Struwwelhitler fue escrita en 1941 por los hermanos Robert y Philip Spence. La Segunda Guerra Mundial ya estaba en marcha. El desastre ya ha sido consumado. Incluye incluso el hecho de la Operación Barbarroja, cuando salta por los aires el pacto entre Hitler y Stalin para repartirse Europa, toda vez que Hitler decide atacar a Rusia. Las ilustraciones aquí son muy coloristas y vívidas.
El Struwwelhitler toma como referencia el Struwwelpeter de Heinrich Hoffmann. Al final del libro tenemos las ilustraciones de Hoffmann. Podemos comparar las ilustraciones, no tanto los textos. Y ese es otro nivel de lectura. Analizar la imitación con lupa, porque no solo las ilustraciones (aparentemente) son similares, los textos también están sacados del mismo molde, pero en el Struwwelhitler la pretensión es mantener la sonoridad de las rimas pero adaptándolas a otros contextos, con otras palabras.
La sátira consiste aquí en empequeñecer a estos prohombres que tuvieron en sus manos el destino de Europa, como el Little Adolf, o Mussolini, que será mordido por un perro y acabará en el agua. O la pluma envenenada de Goebbels, que como a un niño desobediente o malcriado le puede ser arrebatada. Todas ellas son imágenes muy gráficas, que siguen una lógica infantil. La propia de los cuentos. Por eso los castigos y un manifiesto espíritu pedagógico. Y es ahí donde la sátira manifiesta toda su eficacia. De la misma manera los grandes hombres tienen nombres coloquiales, como los motes que nos ponen en el colegio: Gobby, Ribby o Musso.

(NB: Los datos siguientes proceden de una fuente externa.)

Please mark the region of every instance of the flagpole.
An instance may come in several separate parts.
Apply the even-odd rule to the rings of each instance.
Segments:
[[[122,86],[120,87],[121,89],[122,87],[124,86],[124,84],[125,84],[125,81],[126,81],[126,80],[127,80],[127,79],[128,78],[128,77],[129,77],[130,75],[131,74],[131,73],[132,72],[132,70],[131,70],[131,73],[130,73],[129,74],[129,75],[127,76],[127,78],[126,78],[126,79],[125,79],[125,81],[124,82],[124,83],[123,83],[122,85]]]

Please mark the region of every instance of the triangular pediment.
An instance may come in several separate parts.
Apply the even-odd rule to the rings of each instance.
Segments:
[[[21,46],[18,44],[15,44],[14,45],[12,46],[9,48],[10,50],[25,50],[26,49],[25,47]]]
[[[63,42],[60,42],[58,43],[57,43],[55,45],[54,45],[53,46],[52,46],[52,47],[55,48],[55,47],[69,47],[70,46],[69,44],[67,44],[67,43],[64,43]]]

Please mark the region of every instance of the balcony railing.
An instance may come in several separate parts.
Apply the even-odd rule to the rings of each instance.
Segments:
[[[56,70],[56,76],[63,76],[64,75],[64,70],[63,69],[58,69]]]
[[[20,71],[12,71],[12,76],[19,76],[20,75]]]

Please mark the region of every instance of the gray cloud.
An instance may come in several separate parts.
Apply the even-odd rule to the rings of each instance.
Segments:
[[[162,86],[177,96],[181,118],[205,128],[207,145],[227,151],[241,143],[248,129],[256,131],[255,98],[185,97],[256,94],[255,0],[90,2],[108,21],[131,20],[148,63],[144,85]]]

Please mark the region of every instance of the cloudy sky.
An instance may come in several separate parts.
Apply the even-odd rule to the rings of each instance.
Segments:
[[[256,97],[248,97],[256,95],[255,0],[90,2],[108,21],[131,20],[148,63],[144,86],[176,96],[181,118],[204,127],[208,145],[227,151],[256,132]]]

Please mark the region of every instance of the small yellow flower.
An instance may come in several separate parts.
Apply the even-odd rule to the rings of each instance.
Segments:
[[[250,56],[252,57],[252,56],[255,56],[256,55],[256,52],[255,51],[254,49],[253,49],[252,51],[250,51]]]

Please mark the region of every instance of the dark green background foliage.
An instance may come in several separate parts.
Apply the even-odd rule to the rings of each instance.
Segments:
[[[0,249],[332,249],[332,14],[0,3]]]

En el comienzo de Struwwelhitler los niños buenos tienen que saber mentir o matar. Esa es la premisa en ese contexto histórico (1941). El bien y el mal acaban trastocados. Habría que plantearse qué significan entonces palabras como paz, o el bien.

Las ilustraciones, a veces, hablan por sí solas. Vemos el contraste entre un Stalin gigante y unos nazis diminutos, Europa convertida en madre, o las chimeneas y sacos con dinero sustituyendo a los regalos navideños del original de Hoffmann.
Tanto Truffle Eater como Struwwelhitler son una magistral y necesaria lección de historia, que conviene leer con detenimiento, de forma minuciosa, porque cada palabra tiene su sentido y significado, donde nada es fruto del azar. Al contrario. Por eso la tarea del lector concienzudo consistirá en atender a todos los reclamos que las ilustraciones y los textos contienen para destilar toda su carga histórica.
La traducción al castellano, obra Enrique Gallud Jardiel, mantiene el espíritu del original y brinda al lector unas rimas muy vivaces e ingeniosas, que abocan irremisiblemente al deleite de una lectura que deparará no solo una experiencia estética sino ética.